Friday's announcement that the minimum wage is to rise 2.2% has caused some concern in the retail sector where many employees are on low wages and businesses are struggling to preserve jobs.
The British Retail Consortium (BRC) has advised that next year’s increase in the National Minimum Wage must be no more than 1.7% to help retailers continue their vital role of creating jobs at the bottom end of the market.
The adult minimum wage increased on Friday (see previous story) to £5.93 from £5.80 per hour – a rise of 2.2%. The Low Pay Commission (LPC) is currently considering October 2011’s increase, which will be announced next spring.
The BRC supports the principle of the minimum wage but warns any increase above 1.7%, the average rate of earnings increases over the last 12 months, would seriously impede retailers’ ability to maintain and create jobs.
British Retail Consortium Director General Stephen Robertson said, “There’s a delicate compromise between higher wages and more jobs. But the best protection for wages is preserving jobs to keep people working.

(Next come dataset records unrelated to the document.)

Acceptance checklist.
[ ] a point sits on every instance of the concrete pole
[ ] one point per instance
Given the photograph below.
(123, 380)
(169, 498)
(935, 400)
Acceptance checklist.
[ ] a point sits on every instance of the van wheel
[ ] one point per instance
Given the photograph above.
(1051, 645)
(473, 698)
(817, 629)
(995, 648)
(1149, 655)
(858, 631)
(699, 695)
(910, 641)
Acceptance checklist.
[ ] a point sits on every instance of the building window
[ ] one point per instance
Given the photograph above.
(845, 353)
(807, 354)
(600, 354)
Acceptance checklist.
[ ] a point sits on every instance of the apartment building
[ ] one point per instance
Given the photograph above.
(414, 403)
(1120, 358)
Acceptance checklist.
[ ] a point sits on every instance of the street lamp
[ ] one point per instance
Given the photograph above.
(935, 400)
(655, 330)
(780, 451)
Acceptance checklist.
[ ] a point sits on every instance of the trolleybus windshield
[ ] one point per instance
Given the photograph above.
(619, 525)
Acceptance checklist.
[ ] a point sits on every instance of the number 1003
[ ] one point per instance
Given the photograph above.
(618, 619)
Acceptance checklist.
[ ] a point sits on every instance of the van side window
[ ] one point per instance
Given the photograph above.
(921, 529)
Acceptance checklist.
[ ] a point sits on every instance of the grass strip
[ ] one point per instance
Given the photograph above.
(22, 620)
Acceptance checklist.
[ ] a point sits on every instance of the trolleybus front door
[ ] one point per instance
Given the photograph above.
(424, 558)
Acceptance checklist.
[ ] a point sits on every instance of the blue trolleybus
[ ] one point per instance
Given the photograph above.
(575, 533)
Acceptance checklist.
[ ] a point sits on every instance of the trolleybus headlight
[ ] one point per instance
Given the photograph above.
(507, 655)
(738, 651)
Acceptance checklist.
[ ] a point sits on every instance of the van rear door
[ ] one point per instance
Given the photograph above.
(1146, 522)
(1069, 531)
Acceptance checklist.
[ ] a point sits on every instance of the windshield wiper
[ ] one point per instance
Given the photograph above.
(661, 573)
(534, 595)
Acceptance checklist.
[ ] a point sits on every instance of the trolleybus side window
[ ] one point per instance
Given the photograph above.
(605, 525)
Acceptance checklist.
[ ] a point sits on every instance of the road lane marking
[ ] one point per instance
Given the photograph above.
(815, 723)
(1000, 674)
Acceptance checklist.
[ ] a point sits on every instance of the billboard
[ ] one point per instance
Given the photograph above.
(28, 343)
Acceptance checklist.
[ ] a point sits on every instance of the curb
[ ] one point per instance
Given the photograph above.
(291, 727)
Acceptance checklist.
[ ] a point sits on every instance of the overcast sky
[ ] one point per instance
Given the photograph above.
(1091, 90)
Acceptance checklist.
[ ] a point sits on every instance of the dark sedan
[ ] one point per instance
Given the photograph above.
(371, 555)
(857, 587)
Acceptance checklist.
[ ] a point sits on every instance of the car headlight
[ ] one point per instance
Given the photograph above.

“Anything up to a 1.7% increase in next year’s minimum wage strikes a sensible balance between helping low-paid workers and enabling retailers to create and maintain jobs. It’s the private sector that will drive the economic growth that will provide the jobs and tax revenues of the future.
“But consumer confidence is fragile, while the impact of the government cuts and nervousness about the housing market are creating a lot of uncertainty.
“Trading conditions are tough. Higher costs, such as next April’s National Insurance increase, will pile on even more pressure. Even a small increase in 2011’s minimum wage could choke off retailers’ vital potential to create new jobs.”